Le juge des référés de Namur lève les mesures de censures prononcées unilatéralement contre la publication du premier numéro du magazine Médor

1 décembre 2015

« Une action visant à titre préventif à empêcher la parution d’un article a indiscutablement pour but d’interdire au journal Médor et/ou à monsieur Leloup d’exprimer une opinion ou un point de vue sur la SA Mithra, ce qui, conformément à l’interdiction générale de la censure et à la liberté d’expression, garanties par la Constitution et la Convention de la sauvegarde des droits de l’homme, ne se peut».

 

Le journaliste David Leloup a été récompensé par le Prix Belfius de la presse écrite 2015 pour son article "Le goût amer des pilules Mithra" ayant justifié l'action en référé de la société Mithra. Après les tentatives de censure dont ce journaliste a fait l'objet, il s'agit d'une remarquable consécration de son travail d'enquête journalistique. Et un encouragement à poursuivre un véritable journalisme d'investigation... (en ces temps chahutés, c'est plus qu'important).

 

Tribunal de première instance de Namur, 9ème ch., référés, 1er décembre 2015

Dans cette affaire, une société pharmaceutique liégeoise avait sollicité et obtenu du président du TPI de Namur, de manière unilatérale, en référé, l’interdiction de diffusion, sur le site Internet de Médor, d’un article la concernant. Cette interdiction avait été étendue à tout autre article similaire et privait en conséquence de diffusion l’article à paraître dans sa version papier. En effet, l’article, publié sur Internet, devait être suivi d’une enquête journalistique bien plus détaillée et complète à paraître dans le premier numéro de l’édition papier de Médor, le 20 novembre 2015.
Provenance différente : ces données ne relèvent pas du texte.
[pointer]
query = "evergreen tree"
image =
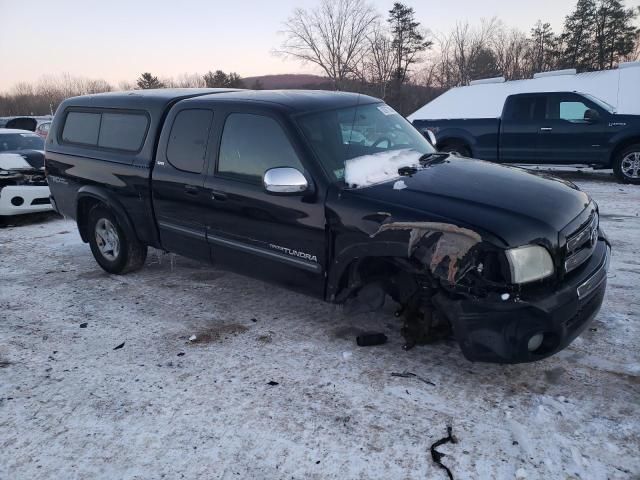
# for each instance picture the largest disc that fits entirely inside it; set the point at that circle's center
(578, 36)
(543, 47)
(483, 65)
(220, 79)
(615, 33)
(146, 81)
(407, 41)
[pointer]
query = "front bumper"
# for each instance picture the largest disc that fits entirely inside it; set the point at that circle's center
(499, 331)
(19, 199)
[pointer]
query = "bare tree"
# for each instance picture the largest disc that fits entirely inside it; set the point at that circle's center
(468, 44)
(512, 53)
(331, 36)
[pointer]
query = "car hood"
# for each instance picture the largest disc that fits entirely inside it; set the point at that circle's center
(512, 205)
(21, 160)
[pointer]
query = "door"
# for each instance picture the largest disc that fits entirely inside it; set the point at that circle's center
(278, 238)
(519, 128)
(179, 199)
(566, 136)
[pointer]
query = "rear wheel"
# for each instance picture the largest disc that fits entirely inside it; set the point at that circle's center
(626, 165)
(116, 250)
(456, 147)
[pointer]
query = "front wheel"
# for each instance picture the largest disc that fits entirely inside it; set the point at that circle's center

L’action avait pour effet d’empêcher une diffusion large et effective d’un nouveau titre de presse.

La société pharmaceutique prétendait qu’il ne s’agissait pas d’une censure dès lors que l’article avait été disponible pendant 12 jours sur Internet et que les personnes qui s’étaient abonnées à Médor avaient pour la plupart déjà reçus leur exemplaire. La livraison du premier numéro de Médor aux abonnés avait débuté le jour du prononcé de l’ordonnance rendue sur requête unilatérale.

L’ordonnance prononcée sur requête unilatérale a été rétractée dès lors que les conditions du recours à la procédure unilatérale n’étaient pas réunies et les trois demandes formulées par la société pharmaceutique, en référé, dans le cadre d’un débat contradictoire cette fois, ont toutes été déclarées non fondées.

D’une part, la demande visant à interdire que soit publié et diffusé « tout article au contenu similaire » à celui déjà publié sur Internet constitue une demande de censure pure et simple, interdite par la Constitution.

D’autre part, en ce qui concerne la demande d’interdiction portant sur l’article publié sur Internet, la présidente a estimé que la société pharmaceutique ne justifiait pas de droits apparents suffisants ni d’un risque de préjudice à la suite de la publication intervenue qui rendraient une décision immédiatement souhaitable. La présidente relève également que la publicité dudit article n’est intervenue que du fait de la publicité qu’a engendré la mesure d’interdiction sollicitée.

Enfin estime la présidente du tribunal, la demande subsidiaire visant à ce qu’un rectificatif soit publié doit aussi être rejetée dès lors qu’il s’agit là également d’une « forme de censure détournée, tout aussi prohibée » à défaut de droits apparents suffisants permettant de restreindre la liberté d’expression de Médor et de son journaliste.

On ne peut que ce réjouïr de ce rappel limpide des principes essentiels régissant la liberté de l'information. 

Le jugement a été publié dans la J.L.M.B., 2016, pp. 373 et s., avec une note de M. Mogenet et au J.T., 2016, pp. 258 et s.